Le trio pour violon, violoncelle et piano est une formation classique dont le poids historique exige du compositeur qui tente d’écrire une œuvre originale pour cet effectif, une stratégie compositionnelle particulièrement réfléchie.
Que l’on pense au Trio à l’Archiduc de Beethoven, au trio n°2 de Schubert, au trio n°1 op. 8 de Brahms, au trio de Ravel, et plus récemment à ceux de compositeurs comme Gérard Pesson ou Beat Furrer, les œuvres pour piano et cordes n’ont cessé d’enrichir le répertoire de la musique dite classique.
Eiwān est une tentative pour exploiter les capacités sonores offertes par la combinaison de ces trois instruments. L’envie de composer une œuvre pour piano et cordes s’inscrit naturellement dans mon parcours musical après l’écriture de trois quatuors à cordes et, plus récemment, d’une pièce pour piano seul. La composition d’une œuvre réunissant ces deux groupes instrumentaux, les cordes et le piano, est pour moi un véritable défi. Pour m’affranchir de la référence historique et classique attachée à cet effectif, la recherché pour un propos original et personnel est donc primordial.

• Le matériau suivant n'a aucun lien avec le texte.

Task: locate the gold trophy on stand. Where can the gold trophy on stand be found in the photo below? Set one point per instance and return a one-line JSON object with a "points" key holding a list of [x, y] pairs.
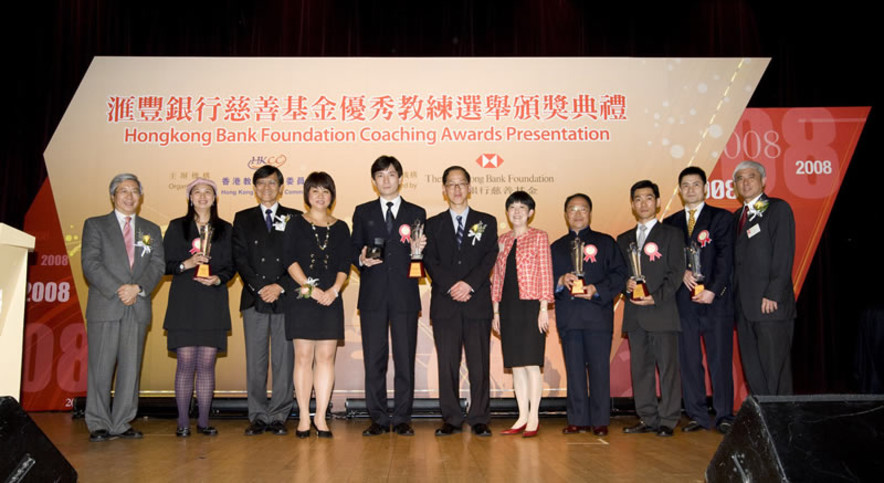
{"points": [[635, 265], [416, 269], [205, 246], [692, 255], [579, 285]]}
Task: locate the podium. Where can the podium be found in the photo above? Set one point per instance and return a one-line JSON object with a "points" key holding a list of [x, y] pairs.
{"points": [[14, 248]]}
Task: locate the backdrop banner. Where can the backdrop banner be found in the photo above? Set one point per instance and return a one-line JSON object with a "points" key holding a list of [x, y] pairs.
{"points": [[550, 126]]}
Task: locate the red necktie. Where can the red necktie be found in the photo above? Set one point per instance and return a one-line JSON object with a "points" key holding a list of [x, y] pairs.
{"points": [[130, 241]]}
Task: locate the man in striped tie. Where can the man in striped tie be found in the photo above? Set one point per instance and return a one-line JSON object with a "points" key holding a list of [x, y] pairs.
{"points": [[122, 258], [461, 250]]}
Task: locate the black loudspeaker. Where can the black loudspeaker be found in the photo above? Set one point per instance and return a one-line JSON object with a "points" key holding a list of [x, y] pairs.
{"points": [[803, 438], [26, 454]]}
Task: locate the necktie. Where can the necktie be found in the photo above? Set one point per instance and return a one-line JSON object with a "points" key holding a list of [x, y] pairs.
{"points": [[389, 218], [691, 221], [642, 234], [130, 241]]}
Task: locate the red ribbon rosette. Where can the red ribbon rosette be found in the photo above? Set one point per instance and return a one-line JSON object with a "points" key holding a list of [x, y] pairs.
{"points": [[405, 233], [590, 251], [652, 251], [704, 238]]}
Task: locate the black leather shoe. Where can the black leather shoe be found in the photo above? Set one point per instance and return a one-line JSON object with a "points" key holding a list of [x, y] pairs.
{"points": [[278, 428], [255, 428], [375, 430], [100, 435], [131, 434], [639, 428], [447, 429], [481, 429]]}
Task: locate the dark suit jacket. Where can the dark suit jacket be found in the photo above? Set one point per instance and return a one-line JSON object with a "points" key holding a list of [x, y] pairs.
{"points": [[472, 262], [763, 263], [106, 267], [716, 260], [663, 277], [258, 256], [608, 273], [389, 280]]}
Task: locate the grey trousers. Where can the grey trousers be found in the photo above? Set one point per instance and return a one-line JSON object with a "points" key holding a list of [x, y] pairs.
{"points": [[113, 345], [265, 339]]}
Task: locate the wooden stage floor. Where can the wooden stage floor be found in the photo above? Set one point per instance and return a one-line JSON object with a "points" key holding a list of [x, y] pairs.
{"points": [[349, 456]]}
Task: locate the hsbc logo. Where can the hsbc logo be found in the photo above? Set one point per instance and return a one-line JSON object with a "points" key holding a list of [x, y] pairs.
{"points": [[489, 161]]}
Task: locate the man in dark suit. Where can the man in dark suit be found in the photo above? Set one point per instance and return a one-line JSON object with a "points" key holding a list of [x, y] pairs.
{"points": [[651, 321], [461, 250], [586, 321], [706, 313], [122, 258], [763, 253], [387, 296], [258, 235]]}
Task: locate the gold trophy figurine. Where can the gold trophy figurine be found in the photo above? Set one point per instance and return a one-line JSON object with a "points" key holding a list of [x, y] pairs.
{"points": [[692, 255], [206, 232], [416, 269], [579, 285], [635, 265]]}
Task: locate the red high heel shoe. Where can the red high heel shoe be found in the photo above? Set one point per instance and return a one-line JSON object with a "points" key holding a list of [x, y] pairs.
{"points": [[511, 431]]}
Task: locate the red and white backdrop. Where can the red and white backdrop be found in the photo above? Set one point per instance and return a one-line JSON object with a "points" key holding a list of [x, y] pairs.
{"points": [[550, 126]]}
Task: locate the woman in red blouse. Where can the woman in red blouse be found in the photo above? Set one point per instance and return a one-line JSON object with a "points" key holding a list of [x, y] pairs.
{"points": [[521, 289]]}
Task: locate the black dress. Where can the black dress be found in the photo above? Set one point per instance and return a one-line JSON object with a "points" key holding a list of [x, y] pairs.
{"points": [[522, 343], [322, 253], [197, 315]]}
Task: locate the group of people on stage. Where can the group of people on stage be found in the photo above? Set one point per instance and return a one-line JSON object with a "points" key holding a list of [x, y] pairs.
{"points": [[294, 266]]}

Le geste est l’élément moteur de la composition de Eiwān. L’idée de me laisser emporter par la force des « substituts gestuels » – terme utilisé par Philippe Leroux –, dans la musique commence avec l’écriture de Tak-Sīm (2012), mon dernier quatuor à cordes. Dès lors, le geste a joué un rôle de plus en plus prégnant dans ma musique. Pour Eiwān, après avoir catégorisé différents types de gestes issus de la musique persane – monodique et très ornementée –, j’ai cherché à exploiter leur force musicale dans un contexte autre que celui d’origine. Ainsi les gestes musicaux sont réinventés et donnent naissance à une œuvre nouvelle.
En perse Eiwān désigne un espace voûté ouvert, frontal, dessinant un grand arc, orné de formes calligraphiques, géométriques et incrustées de céramiques émaillées. Le titre éponyme de ma pièce fait référence à ces figures ornementées, qui prennent corps ici à travers la musique.